You can use `str_locate()` to find the matching pattern, `str_sub()` to extract and/or modify them.
## stringi
stringr is built on top of the **stringi** package.
stringr is useful when you're learning because it exposes a minimal set of functions, which have been carefully picked to handle the most common string manipulation functions.
stringi, on the other hand, is designed to be comprehensive.
It contains almost every function you might ever need: stringi has `r length(getNamespaceExports("stringi"))` functions to stringr's `r length(getNamespaceExports("stringr"))`.
If you find yourself struggling to do something in stringr, it's worth taking a look at stringi.
The packages work very similarly, so you should be able to translate your stringr knowledge in a natural way.
The main difference is the prefix: `str_` vs. `stri_`.
### Exercises
1. Find the stringi functions that:
a. Count the number of words.
b. Find duplicated strings.
c.
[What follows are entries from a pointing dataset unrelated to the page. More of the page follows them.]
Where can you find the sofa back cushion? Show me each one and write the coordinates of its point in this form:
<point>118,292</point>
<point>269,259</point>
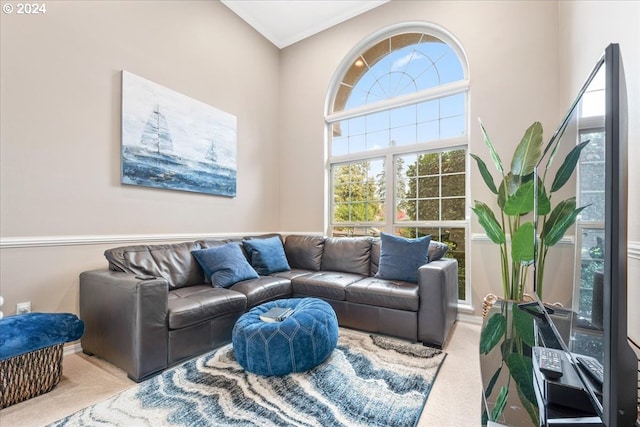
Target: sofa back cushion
<point>437,250</point>
<point>347,254</point>
<point>173,262</point>
<point>304,252</point>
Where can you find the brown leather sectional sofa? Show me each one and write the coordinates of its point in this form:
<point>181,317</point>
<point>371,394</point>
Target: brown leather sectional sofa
<point>145,324</point>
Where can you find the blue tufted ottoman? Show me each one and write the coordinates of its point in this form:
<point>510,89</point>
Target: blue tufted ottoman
<point>300,342</point>
<point>31,347</point>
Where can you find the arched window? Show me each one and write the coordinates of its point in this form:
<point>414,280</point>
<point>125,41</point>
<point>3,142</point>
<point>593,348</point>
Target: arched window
<point>397,114</point>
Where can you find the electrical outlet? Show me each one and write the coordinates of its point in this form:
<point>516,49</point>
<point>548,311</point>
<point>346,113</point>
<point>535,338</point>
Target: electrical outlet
<point>23,307</point>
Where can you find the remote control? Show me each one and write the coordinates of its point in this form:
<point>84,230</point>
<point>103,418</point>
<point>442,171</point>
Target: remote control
<point>550,363</point>
<point>592,367</point>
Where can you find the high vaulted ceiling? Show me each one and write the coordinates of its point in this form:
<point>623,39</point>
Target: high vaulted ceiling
<point>284,22</point>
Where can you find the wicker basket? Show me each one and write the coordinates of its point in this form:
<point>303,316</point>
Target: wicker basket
<point>31,374</point>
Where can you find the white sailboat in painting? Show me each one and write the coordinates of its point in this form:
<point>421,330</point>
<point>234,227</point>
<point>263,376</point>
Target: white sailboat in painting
<point>156,136</point>
<point>211,154</point>
<point>175,142</point>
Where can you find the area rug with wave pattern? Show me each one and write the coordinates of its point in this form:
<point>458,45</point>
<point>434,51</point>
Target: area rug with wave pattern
<point>368,380</point>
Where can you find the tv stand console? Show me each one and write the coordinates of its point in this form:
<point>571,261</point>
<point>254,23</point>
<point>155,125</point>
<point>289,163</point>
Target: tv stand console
<point>515,391</point>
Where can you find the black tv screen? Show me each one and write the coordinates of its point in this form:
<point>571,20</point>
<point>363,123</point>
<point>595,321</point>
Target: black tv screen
<point>592,325</point>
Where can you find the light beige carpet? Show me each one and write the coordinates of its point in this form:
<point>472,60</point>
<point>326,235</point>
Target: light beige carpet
<point>453,401</point>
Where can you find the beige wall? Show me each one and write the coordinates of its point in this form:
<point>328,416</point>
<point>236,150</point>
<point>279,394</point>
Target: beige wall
<point>512,52</point>
<point>62,203</point>
<point>587,28</point>
<point>60,122</point>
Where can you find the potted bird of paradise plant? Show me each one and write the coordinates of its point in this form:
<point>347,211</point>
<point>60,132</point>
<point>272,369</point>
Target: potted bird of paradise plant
<point>518,193</point>
<point>515,200</point>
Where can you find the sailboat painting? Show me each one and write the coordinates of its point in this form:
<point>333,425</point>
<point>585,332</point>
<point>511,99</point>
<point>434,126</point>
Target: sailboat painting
<point>175,142</point>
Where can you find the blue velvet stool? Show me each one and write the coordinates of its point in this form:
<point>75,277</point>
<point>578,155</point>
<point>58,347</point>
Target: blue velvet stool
<point>31,347</point>
<point>300,342</point>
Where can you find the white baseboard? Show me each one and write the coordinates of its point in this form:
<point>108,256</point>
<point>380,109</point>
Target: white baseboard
<point>469,318</point>
<point>72,349</point>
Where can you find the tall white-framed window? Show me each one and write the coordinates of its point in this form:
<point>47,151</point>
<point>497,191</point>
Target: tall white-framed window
<point>591,194</point>
<point>397,126</point>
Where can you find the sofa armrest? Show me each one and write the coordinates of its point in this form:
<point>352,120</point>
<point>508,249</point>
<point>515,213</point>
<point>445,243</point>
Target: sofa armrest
<point>126,320</point>
<point>438,283</point>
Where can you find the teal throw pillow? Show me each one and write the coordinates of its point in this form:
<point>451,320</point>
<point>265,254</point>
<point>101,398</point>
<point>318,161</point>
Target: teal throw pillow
<point>400,257</point>
<point>267,255</point>
<point>225,265</point>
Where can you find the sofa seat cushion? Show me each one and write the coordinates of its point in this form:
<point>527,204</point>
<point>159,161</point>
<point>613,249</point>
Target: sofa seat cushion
<point>385,293</point>
<point>292,274</point>
<point>195,304</point>
<point>262,289</point>
<point>324,284</point>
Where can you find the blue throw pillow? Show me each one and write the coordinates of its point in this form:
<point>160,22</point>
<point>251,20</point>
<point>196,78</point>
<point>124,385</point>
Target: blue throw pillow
<point>225,265</point>
<point>437,250</point>
<point>267,255</point>
<point>400,257</point>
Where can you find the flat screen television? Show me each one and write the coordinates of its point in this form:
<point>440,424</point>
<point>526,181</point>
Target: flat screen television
<point>594,321</point>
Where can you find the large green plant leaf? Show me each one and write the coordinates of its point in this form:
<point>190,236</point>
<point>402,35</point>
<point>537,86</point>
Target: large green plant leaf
<point>492,382</point>
<point>508,187</point>
<point>567,167</point>
<point>492,151</point>
<point>528,152</point>
<point>488,221</point>
<point>501,402</point>
<point>492,333</point>
<point>486,176</point>
<point>530,406</point>
<point>521,202</point>
<point>520,367</point>
<point>522,244</point>
<point>559,221</point>
<point>523,323</point>
<point>544,204</point>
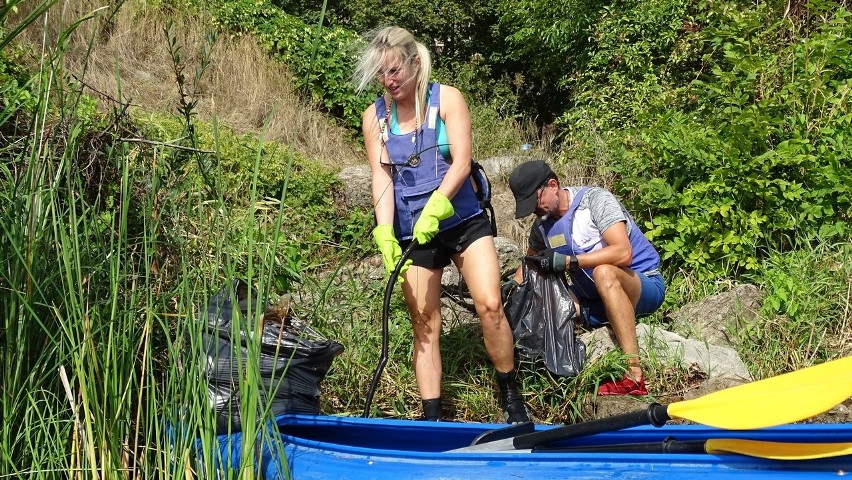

Generate random text.
2. How do you control the language that `stri_sort()` uses for sorting?
### Exercises
1. What do the `extra` and `fill` arguments do in `separate()`?
Experiment with the various options for the following two toy datasets.
```{r, eval = FALSE}
tibble(x = c("a,b,c", "d,e,f,g", "h,i,j")) |>
separate(x, c("one", "two", "three"))
tibble(x = c("a,b,c", "d,e", "f,g,i")) |>
separate(x, c("one", "two", "three"))
```
2. Both `unite()` and `separate()` have a `remove` argument.
What does it do?
Why would you set it to `FALSE`?
3. Compare and contrast `separate()` and `extract()`.
Why are there three variations of separation (by position, by separator, and with groups), but only one unite?
4. In the following example we're using `unite()` to create a `date` column from `month` and `day` columns.
How would you achieve the same outcome using `mutate()` and `paste()` instead of unite?
```{r, eval = FALSE}
events <- tribble(
~month, ~day,
1 , 20,
1 , 21,
1 , 22
)
events |>
unite("date", month:day, sep = "-", remove = FALSE)
```
5. Write a function that turns (e.g.) a vector `c("a", "b", "c")` into the string `a, b, and c`.
Think carefully about what it should do if given a vector of length 0, 1, or 2.